1997 – Steve Woodmansee is hired as IRC’s second full-time employee, rounding out the IRC team until 2002. Contract work with the South Florida Water Management District and other outside agencies is initiated. With Robert Heinzman’s help, IRC is featured in the premier issue of the environmental magazine Orion Afield. Gann organizes the 9 th annual meeting of the Society for Ecological Restoration in Fort Lauderdale, an event that draws over 700 participants from around the world. Sessions on Everglades restoration, tropical forest restoration, and regional restoration are held.
2001 – After six years of research, IRC launches the FISF Database Online, an internet resource with plant data on over 200 conservation areas in South Florida. The KSRG board votes to change the legal name of the KSRG to The Institute for Regional Conservation. IRC initiates the Floristic Assessment of Puerto Rico in collaboration with the USDA International Institute of Tropical Forestry in Rio Piedras.
2002 – IRC publishes Rare Plants of South Florida: Their History, Conservation, and Restoration, a 1056 page book outlining the findings of the FISF and containing management recommendations for more than 300 rare plants found in more than 200 conservation areas. The book is followed by six workshops drawing nearly 100 participants from 25 land management agencies. Meanwhile, IRC board member Jena Matzen travels to Colombia with the non-profit group Witness for Peace in an effort to draw attention to the horrific effects of aerial herbicide spraying on both poor people and biodiversity as part of the US war on drugs.

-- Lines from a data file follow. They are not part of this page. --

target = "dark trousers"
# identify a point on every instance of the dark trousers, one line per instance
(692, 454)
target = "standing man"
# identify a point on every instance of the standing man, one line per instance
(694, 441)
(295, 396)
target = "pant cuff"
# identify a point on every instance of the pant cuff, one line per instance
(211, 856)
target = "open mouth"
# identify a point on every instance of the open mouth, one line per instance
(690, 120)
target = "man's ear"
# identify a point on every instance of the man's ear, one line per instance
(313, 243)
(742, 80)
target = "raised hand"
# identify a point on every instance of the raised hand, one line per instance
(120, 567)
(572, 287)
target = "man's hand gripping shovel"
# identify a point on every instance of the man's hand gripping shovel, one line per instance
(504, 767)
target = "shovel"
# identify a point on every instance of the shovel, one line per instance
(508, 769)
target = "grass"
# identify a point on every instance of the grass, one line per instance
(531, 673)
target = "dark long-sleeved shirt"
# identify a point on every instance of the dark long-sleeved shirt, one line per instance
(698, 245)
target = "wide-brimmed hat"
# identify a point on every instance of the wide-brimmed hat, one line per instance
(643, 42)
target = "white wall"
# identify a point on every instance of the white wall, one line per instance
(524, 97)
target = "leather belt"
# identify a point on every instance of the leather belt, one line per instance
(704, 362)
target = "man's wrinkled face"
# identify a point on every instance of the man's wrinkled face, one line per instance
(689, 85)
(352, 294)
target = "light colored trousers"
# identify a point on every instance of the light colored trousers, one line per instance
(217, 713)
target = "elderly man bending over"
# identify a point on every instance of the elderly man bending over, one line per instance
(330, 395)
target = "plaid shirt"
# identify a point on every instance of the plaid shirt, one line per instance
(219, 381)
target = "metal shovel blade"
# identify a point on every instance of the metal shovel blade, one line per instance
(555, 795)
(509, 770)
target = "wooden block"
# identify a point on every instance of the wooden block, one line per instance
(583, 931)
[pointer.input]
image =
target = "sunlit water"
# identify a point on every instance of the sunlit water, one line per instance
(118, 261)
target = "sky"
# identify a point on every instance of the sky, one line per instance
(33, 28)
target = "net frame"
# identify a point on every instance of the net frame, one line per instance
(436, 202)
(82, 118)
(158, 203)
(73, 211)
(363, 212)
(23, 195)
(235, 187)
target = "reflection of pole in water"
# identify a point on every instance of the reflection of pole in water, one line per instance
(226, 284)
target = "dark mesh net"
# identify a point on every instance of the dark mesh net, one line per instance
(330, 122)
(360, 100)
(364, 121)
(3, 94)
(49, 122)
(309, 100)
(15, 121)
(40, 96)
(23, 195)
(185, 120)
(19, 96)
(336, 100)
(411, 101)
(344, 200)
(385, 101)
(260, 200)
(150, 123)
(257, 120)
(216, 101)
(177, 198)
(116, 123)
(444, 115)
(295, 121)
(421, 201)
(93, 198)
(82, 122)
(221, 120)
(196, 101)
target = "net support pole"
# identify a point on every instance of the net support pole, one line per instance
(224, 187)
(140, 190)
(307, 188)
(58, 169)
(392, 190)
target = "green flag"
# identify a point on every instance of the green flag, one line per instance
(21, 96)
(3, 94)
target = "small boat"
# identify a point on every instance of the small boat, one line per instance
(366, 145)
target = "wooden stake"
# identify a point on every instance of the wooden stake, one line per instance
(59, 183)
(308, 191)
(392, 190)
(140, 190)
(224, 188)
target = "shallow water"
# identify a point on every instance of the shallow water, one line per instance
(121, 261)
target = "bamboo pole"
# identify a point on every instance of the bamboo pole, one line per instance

2003 – Full-time staff at IRC is expanded to five as IRC initiates several new projects. Work begins on Natives for Your Neighborhood, a web-based resource that allows home owners to download free information on plants native to their zip code. Cooperative agreements are signed with the USFWS to map imperiled ecosystems in Miami-Dade County and with the National Park Service to monitor and restore rare plant populations on Long Pine Key, a significant area of rare plant diversity in Everglades National Park.
2004 – IRC expands to seven full-time staff and begins adding animal conservation to its programs. Four years of floristic inventory work is completed in Big Cypress National Preserve and Biscayne National Park. The USFWS awards IRC $115,000 to provide management assistance to private owners of pine rockland forests in Miami-Dade County. The Friends of IRC is formed.
2005 – IRC expands to eight full-time staff. After 20 years of service, Jena Matzen steps down from the IRC board of directors and is replaced by Amazonas ’85 team member Donna Shore. IRC's new interactive website Natives For Your Neighborhood is launched.
2006 – The trial wildlife section of Natives For Your Neighborhood is launched. The National Park Service approves a new cooperative agreement including a full time IRC employee stationed inside of Everglades National Park. IRC begins collaboration with Key West Botanical Garden and conducts a conservation assessment of St. George Village Botanical Garden on St. Croix, US Virgin Islands.